The “Yadav” twosome of the Hindi heartland — Samajwadi Party chief Mulayam Singh Yadav and Rashtriya Janata Dal president Lalu Prasad — pitchforked suddenly on the national political radar once again on Monday by preventing voting on the Women’s Reservation Bill in Parliament.
Demanding quota within quota to the proposed legislation, the “Big Two” of the cow belt announced withdrawal of support to the UPA coalition. Put together, the RJD and SP have a strength of 25 members in the Lok Sabha.
At a meeting, Yadav and Prasad told Prime Minister Manmohan Singh that they would stick to their decision, unless their concerns are addressed and changes accordingly incorporated in the Bill.
The RJD chief then called on President Pratibha Patil, asking her not to accept the Bill “which would widen the gulf between the rich and the poor”.
Facing prospects of a split in the Janata Dal (United) because of Bihar Chief Minister Nitish Kumar’s sudden U-turn in the matter, party president SharadYadav — comprising the third face of the Yadav trinity — stood his ground vis-à-vis the women’s reservation bill.
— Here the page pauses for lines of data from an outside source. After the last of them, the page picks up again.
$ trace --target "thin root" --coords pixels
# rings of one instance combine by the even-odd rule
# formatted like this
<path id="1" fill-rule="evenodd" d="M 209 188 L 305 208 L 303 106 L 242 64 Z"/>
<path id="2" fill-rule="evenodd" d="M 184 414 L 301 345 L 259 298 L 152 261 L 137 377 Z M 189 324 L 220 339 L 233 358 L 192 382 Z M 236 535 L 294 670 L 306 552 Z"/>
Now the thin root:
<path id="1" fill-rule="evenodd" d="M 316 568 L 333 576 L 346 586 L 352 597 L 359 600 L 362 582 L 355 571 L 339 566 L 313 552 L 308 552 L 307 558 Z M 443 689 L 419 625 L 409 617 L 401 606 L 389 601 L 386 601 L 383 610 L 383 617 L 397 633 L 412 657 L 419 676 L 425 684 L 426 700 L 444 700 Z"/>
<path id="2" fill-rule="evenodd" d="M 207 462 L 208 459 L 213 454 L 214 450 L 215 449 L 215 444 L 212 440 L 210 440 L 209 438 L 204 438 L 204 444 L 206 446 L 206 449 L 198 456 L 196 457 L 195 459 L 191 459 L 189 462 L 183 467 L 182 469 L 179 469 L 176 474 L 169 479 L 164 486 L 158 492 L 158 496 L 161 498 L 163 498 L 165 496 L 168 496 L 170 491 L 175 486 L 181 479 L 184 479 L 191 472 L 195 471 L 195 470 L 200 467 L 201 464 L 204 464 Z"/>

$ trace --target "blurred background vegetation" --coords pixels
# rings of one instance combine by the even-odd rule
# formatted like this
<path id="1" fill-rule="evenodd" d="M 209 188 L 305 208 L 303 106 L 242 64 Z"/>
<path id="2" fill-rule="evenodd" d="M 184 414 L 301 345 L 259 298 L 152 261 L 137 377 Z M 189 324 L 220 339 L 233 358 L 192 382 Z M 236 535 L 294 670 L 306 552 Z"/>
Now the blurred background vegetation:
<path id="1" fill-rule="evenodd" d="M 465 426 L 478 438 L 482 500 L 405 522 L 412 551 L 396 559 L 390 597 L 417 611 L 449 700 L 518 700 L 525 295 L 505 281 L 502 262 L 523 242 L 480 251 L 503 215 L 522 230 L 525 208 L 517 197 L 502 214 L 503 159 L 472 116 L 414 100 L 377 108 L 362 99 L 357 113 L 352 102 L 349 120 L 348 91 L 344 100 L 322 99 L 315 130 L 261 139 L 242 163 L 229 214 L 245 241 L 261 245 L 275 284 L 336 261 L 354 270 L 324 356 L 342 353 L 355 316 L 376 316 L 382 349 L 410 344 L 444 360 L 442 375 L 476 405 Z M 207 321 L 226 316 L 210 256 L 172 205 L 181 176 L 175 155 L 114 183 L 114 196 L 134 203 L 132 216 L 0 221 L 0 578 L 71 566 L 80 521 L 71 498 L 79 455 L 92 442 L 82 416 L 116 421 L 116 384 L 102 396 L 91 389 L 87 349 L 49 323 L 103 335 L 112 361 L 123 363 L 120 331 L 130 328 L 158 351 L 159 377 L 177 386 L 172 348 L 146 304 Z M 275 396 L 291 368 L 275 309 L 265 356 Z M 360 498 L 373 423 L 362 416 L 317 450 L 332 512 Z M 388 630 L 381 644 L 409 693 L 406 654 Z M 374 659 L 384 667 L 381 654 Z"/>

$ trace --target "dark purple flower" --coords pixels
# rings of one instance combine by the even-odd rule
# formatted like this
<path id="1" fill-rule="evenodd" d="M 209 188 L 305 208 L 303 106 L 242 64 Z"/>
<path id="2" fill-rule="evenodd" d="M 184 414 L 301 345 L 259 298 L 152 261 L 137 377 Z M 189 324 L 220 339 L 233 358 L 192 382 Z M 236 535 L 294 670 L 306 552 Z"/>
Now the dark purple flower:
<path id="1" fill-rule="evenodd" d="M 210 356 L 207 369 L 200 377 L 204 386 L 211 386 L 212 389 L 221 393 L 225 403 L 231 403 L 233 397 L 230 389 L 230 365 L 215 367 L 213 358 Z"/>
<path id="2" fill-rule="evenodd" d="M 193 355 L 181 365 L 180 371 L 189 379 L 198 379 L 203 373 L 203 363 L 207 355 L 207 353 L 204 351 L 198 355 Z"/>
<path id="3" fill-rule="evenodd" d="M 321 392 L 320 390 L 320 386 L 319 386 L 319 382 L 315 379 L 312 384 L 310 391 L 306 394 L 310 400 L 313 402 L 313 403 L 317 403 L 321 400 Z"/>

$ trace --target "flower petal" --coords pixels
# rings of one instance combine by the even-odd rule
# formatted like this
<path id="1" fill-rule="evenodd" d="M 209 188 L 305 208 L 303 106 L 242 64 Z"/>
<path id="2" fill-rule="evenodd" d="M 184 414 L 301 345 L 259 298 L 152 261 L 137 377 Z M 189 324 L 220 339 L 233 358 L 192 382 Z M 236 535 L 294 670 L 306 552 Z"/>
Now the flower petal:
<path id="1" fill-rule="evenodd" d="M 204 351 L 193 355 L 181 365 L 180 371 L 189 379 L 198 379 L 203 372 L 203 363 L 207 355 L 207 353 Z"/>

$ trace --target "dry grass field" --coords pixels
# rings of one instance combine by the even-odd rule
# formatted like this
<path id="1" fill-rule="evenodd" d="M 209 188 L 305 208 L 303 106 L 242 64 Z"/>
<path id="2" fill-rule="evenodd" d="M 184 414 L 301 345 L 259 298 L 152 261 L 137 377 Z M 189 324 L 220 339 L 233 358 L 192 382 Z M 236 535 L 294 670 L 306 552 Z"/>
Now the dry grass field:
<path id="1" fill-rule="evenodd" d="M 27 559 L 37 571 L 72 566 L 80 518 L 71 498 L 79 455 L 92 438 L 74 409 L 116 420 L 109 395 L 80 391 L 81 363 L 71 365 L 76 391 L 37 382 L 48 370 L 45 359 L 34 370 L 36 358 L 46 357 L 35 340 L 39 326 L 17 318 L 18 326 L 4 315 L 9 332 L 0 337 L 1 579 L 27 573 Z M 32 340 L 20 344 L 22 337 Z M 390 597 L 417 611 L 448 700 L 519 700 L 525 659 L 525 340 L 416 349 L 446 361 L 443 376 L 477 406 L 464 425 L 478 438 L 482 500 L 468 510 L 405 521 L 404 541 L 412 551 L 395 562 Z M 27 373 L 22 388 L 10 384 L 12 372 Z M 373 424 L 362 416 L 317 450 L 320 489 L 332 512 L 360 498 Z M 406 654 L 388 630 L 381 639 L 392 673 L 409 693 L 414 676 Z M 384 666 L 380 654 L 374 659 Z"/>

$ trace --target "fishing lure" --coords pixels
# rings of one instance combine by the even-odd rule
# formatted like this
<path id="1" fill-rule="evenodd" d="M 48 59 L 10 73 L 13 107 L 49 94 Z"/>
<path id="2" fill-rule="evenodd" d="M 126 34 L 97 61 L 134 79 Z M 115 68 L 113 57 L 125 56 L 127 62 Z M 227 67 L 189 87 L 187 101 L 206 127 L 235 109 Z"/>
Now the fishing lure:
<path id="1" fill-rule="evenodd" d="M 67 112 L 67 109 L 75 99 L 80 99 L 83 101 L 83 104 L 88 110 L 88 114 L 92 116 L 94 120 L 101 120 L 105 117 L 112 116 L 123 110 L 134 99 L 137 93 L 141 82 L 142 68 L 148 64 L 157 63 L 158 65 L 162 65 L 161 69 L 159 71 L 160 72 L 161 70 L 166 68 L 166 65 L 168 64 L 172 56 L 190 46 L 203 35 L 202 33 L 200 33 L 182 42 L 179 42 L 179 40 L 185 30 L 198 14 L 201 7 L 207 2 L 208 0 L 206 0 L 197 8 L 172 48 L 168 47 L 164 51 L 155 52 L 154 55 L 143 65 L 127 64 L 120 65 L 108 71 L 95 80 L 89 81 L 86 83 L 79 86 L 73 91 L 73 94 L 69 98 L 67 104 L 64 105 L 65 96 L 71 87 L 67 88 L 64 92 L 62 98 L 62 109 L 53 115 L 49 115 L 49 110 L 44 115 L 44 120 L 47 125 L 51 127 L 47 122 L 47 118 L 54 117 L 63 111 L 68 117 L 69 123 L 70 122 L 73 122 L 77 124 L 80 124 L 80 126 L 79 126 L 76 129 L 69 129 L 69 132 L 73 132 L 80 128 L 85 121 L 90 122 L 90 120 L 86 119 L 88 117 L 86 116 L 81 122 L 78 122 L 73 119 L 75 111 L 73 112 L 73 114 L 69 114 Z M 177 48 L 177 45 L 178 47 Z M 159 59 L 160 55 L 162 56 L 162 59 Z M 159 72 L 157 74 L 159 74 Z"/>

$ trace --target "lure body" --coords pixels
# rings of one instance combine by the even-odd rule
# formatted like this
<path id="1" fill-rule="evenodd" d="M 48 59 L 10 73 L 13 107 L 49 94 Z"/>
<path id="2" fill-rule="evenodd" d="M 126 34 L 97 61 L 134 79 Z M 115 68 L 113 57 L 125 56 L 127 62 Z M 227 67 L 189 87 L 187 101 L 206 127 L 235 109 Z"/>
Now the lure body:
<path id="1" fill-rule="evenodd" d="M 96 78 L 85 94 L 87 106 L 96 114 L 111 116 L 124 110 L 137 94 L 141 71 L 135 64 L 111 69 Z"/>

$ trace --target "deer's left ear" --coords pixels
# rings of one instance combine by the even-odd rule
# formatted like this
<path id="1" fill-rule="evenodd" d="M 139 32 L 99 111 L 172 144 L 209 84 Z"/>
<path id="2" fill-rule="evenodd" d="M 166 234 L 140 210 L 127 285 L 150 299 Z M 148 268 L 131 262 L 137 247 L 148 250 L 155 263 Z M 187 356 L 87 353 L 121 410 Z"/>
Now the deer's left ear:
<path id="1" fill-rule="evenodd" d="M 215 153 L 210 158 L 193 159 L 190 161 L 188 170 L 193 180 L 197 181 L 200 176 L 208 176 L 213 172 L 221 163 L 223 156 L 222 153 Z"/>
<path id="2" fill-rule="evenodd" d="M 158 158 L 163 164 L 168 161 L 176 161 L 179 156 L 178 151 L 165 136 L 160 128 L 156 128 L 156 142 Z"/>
Sixteen of the 20 JD(U) Lok Sabha members backed Sharad’s opposition to the Bill, while the party’s seven Rajya Sabha members endorsed the Bihar chief minister’s support to the proposed legislation.
Subsequently, JD(U) Lok Sabha MPs unanimously decided to ask party chief Sharad to hold discussions with Kumar on the Bill and direct the chief whip to issue a whip over voting on the measure in Lok Sabha.
In political wilderness for some months, Prasad and Yadav are stirred up over prospects of using the issue of the women’s reservation as a political handle to expand support base among the minority.
“Our quota within quota demand relates to concerns about the need to provide representation to minority Muslims, a senior RJD leader said.
Both Prasad and Yadav have been going ballistic against the UPA government. “This is political dacoity. We will not tolerate it,” Prasad said.
Standing alongside, the SP president said: “We are ready to lose whatever; even our membership in the House. But we will oppose the Bill as it is against social justice.”